Acting Defense Secretary Christopher C. Miller announced that special operations civilian leadership will now report directly under his office “instead of through the current bureaucratic channels.”
Officials said reforms signed by Miller are outlined in Section 922 of the 2017 National Defense Authorization Act.
“This historic step finalizes what Congress has authorized and directed and will put special operations command on par with the military services for the first time,” Miller said. “This reform will immediately improve agility to the department and the command and will enable us to streamline information flow, enhance decision-making and more adaptly and in-depth support our commanders and their superb soldiers, sailors, airmen, and Marines.”
Ezra Cohen-Watnick, acting undersecretary of defense for intelligence and security, said the reforms will ensure special operations forces have a civilian advocate “commensurate to the secretaries of the other military departments.”
“It is fitting that we are again entering an era of great power competition as we gather to affirm the importance of the special operations community,” said Cohen-Watnick, who referenced former President John F. Kennedy’s vision to create special operations forces.
Rep. Richard Hudson, whose congressional district includes Fort Bragg, was unable to attend Wednesday’s announcement to welcome Miller because of being in Washington D.C. but said he “applauds the action to streamline command structures and elevate the civilian Special Operations leadership to a direct report to the Secretary of Defense.”
“This is a welcome move that Congress outlined in the 2017 National Defense Authorization Act,” Hudson said in a statement after the announcement. “As Fort Bragg’s congressman, I look forward to continuing to work with Secretary Miller and our Special Forces community.”
Referencing announcements made Tuesday that the Department of Defense would follow President Donald Trump’s orders to reduce troop sizes in Afghanistan and Iraq to 2,500 in each country respectively, Miller said defense leaders “recognize that transitions and campaigns are fraught with risk and unexpected challenges and opportunities.”
Defense commanders and politicians have expressed concerns about rapid timelines for the withdrawal of troops.

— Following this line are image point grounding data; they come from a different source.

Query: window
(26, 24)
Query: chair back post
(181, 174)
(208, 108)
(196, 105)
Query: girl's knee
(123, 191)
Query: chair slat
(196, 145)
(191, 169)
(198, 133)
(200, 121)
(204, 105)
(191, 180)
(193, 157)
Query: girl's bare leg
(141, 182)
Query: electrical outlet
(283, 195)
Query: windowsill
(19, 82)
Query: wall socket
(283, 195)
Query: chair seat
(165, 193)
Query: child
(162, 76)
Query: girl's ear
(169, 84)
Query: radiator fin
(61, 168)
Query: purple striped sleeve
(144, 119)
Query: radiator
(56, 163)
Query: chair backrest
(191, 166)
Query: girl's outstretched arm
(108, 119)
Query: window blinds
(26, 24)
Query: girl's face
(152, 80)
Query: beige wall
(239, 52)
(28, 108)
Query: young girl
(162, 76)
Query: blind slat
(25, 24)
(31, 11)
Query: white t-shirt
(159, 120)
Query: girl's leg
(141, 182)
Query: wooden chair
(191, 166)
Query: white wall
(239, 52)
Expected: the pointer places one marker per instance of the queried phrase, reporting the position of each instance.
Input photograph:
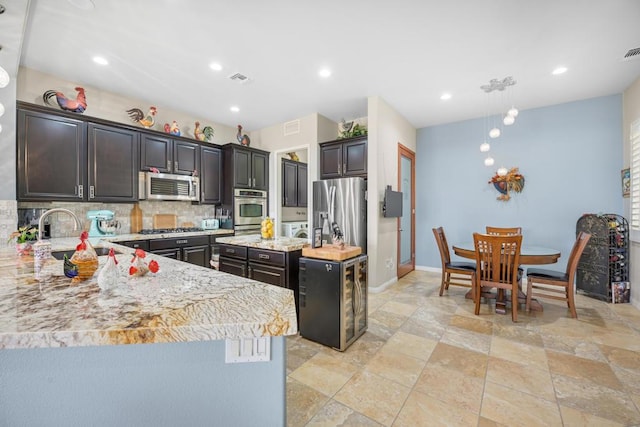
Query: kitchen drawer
(268, 274)
(233, 266)
(178, 242)
(233, 251)
(136, 244)
(267, 257)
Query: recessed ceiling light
(559, 70)
(82, 4)
(324, 73)
(100, 60)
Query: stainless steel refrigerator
(344, 202)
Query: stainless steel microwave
(166, 186)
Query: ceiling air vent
(292, 127)
(632, 53)
(239, 78)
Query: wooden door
(113, 164)
(211, 175)
(406, 223)
(51, 159)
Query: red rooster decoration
(77, 105)
(136, 115)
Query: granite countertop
(40, 307)
(284, 244)
(137, 236)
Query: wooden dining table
(529, 255)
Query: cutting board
(165, 221)
(331, 253)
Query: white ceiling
(406, 51)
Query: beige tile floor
(428, 360)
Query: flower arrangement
(139, 267)
(23, 238)
(513, 180)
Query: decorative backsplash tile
(62, 225)
(8, 220)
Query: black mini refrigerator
(333, 300)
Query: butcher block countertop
(332, 253)
(284, 244)
(40, 307)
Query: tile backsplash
(8, 220)
(62, 225)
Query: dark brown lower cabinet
(192, 249)
(277, 268)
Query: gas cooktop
(170, 230)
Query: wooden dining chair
(541, 282)
(505, 231)
(497, 260)
(452, 271)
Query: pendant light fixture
(508, 117)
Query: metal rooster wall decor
(77, 105)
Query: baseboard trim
(383, 286)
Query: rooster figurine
(138, 116)
(172, 128)
(77, 105)
(242, 139)
(204, 134)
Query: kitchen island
(149, 352)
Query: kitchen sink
(99, 251)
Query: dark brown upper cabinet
(168, 155)
(210, 175)
(246, 167)
(343, 158)
(61, 158)
(294, 184)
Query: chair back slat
(576, 253)
(443, 246)
(497, 257)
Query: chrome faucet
(77, 226)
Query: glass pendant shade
(4, 77)
(508, 120)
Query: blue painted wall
(569, 154)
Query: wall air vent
(632, 53)
(239, 78)
(292, 127)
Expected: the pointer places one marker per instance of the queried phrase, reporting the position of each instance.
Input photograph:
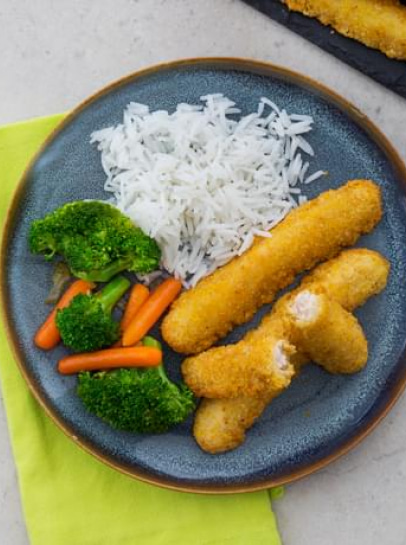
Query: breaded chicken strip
(231, 295)
(252, 369)
(327, 333)
(380, 24)
(350, 279)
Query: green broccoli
(96, 240)
(86, 324)
(137, 400)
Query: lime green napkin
(70, 497)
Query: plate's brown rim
(248, 65)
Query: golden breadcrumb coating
(327, 333)
(230, 296)
(350, 279)
(242, 369)
(380, 24)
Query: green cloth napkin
(68, 496)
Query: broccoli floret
(96, 240)
(86, 324)
(136, 400)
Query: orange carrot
(138, 295)
(48, 336)
(135, 356)
(151, 311)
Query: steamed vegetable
(96, 240)
(87, 324)
(135, 356)
(137, 400)
(139, 294)
(151, 311)
(48, 335)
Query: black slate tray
(388, 72)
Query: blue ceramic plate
(320, 416)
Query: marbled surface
(359, 500)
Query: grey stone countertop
(54, 55)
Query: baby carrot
(151, 311)
(48, 336)
(138, 295)
(135, 356)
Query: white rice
(204, 182)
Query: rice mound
(204, 181)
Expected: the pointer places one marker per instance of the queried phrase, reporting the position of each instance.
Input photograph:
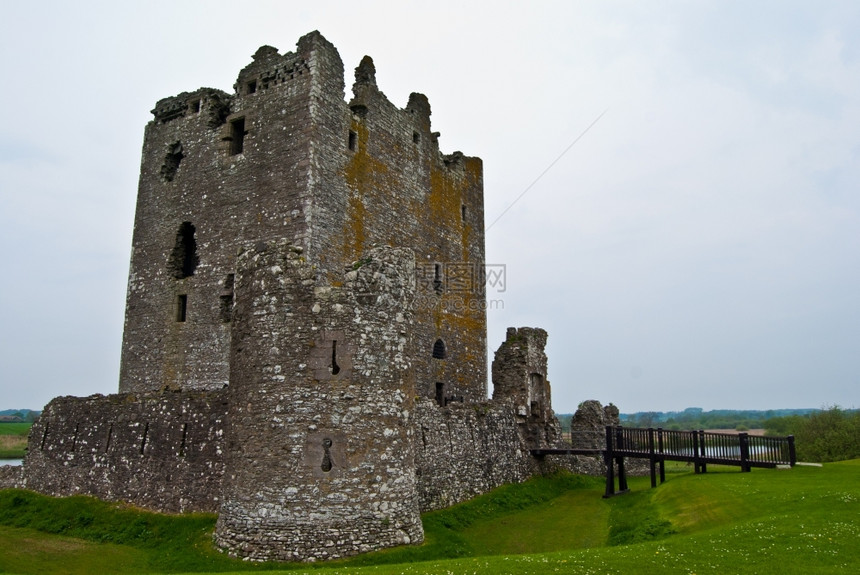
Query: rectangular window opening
(440, 394)
(226, 308)
(237, 136)
(181, 307)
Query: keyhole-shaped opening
(335, 368)
(326, 465)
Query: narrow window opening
(143, 441)
(110, 436)
(75, 438)
(439, 351)
(183, 259)
(326, 464)
(335, 368)
(184, 436)
(237, 136)
(181, 307)
(226, 308)
(171, 161)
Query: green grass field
(13, 439)
(803, 520)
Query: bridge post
(792, 453)
(622, 477)
(608, 460)
(697, 464)
(652, 457)
(743, 437)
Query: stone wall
(464, 450)
(159, 451)
(321, 461)
(285, 157)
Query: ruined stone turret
(519, 375)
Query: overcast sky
(699, 245)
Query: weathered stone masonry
(282, 364)
(159, 451)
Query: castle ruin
(304, 349)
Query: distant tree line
(697, 418)
(19, 416)
(821, 435)
(832, 434)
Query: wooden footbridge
(697, 447)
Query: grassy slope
(769, 521)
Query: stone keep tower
(320, 461)
(287, 158)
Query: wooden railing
(697, 447)
(660, 445)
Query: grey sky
(700, 246)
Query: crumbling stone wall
(159, 451)
(321, 463)
(519, 374)
(11, 476)
(464, 450)
(286, 158)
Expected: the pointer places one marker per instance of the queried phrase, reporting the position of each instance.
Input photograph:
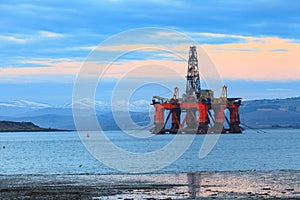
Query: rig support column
(191, 120)
(159, 119)
(176, 112)
(219, 118)
(235, 118)
(203, 117)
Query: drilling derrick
(193, 86)
(198, 111)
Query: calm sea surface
(63, 152)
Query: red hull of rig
(197, 111)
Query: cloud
(48, 34)
(12, 39)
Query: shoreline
(204, 185)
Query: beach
(284, 184)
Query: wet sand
(204, 185)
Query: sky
(255, 45)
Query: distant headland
(11, 126)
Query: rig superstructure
(198, 111)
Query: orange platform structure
(198, 111)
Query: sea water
(64, 153)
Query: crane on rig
(198, 111)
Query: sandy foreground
(202, 185)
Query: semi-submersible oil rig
(198, 111)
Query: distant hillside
(10, 126)
(266, 113)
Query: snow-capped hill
(86, 103)
(135, 106)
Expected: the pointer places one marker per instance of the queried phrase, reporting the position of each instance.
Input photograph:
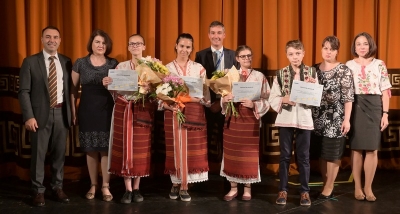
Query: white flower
(163, 89)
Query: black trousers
(53, 138)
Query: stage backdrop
(264, 25)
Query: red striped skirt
(131, 141)
(241, 144)
(186, 149)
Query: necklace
(247, 76)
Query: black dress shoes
(60, 195)
(38, 200)
(322, 197)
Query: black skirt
(332, 148)
(365, 122)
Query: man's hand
(215, 107)
(285, 100)
(31, 125)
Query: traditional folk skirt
(130, 141)
(365, 122)
(186, 145)
(241, 147)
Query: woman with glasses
(130, 138)
(240, 163)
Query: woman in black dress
(95, 107)
(332, 117)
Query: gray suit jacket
(33, 93)
(205, 58)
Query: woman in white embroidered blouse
(370, 111)
(186, 144)
(240, 163)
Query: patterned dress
(186, 161)
(338, 90)
(240, 161)
(95, 106)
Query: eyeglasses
(137, 44)
(249, 56)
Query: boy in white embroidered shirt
(293, 118)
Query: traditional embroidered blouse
(126, 65)
(261, 106)
(193, 69)
(370, 79)
(298, 116)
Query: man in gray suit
(215, 58)
(46, 111)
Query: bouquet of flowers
(150, 70)
(221, 83)
(174, 91)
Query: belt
(59, 105)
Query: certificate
(306, 93)
(123, 80)
(246, 90)
(195, 86)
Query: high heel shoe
(230, 197)
(360, 197)
(90, 195)
(323, 197)
(106, 197)
(370, 198)
(247, 198)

Trump fired then-Secretary of Defense Mark Esper on Nov. 9.
Miller said the reform he signed Wednesday is aligned with the three priorities he outlined, which are: “bring the current war to an end in a responsible manner that guarantees the security of our citizens; continue implementing the National Defense Strategy with an emphasis on transforming the department for great power competition, and accelerate the department’s activities to contribute to our whole-of-government effort to combat transnational threats.”
Standing in front of the statue of Maj. Richard “Dick” Meadows, an Army Special Forces soldier during the Korean and Vietnam Wars, Miller recognized the contributions of past and present special operators.
He said Fort Bragg special operations forces were among the first to respond after the 9/11 terrorist attacks.
Miller said he served as an Army Special Forces company commander under then-Col. John F. Mulholland Jr. during Operation Enduring Freedom and alongside 2nd Battalion, 5th Special ForcesGroup during two tours to Iraq.
Miller said he’s spent the rest of his career committed to defeating terrorists and those who help harbor them.
“Today we are gathered before a monument that symbolizes the tremendous costs of these conflicts and our relentless vigilance,” Miller said. “In light of the countless sacrifices made by hundreds of thousands of American service members and our enormous progress of over nearly two decades, we are now bringing these conflicts to their successful and responsible conclusion under the bold leadership of President Trump.”
Miller said as the department transitions to “provide greater civilian oversight .. and critically advocacy for special operators,” the reform he signed Wednesday “couldn’t come at a more critical moment in time as we bring our nation’s longest conflict to a responsible end, and prepare special operations forces for this new era of great power competition”
“I can think of no better place than here — at the original home of our special operations forces — to enshrine a stronger support for the next generation of special operators hardened by combat and unrelenting deployments, who understand the fundamental nature of war, who remain committed to defeating every threat and who are undeterred by the high price of victory,” he said.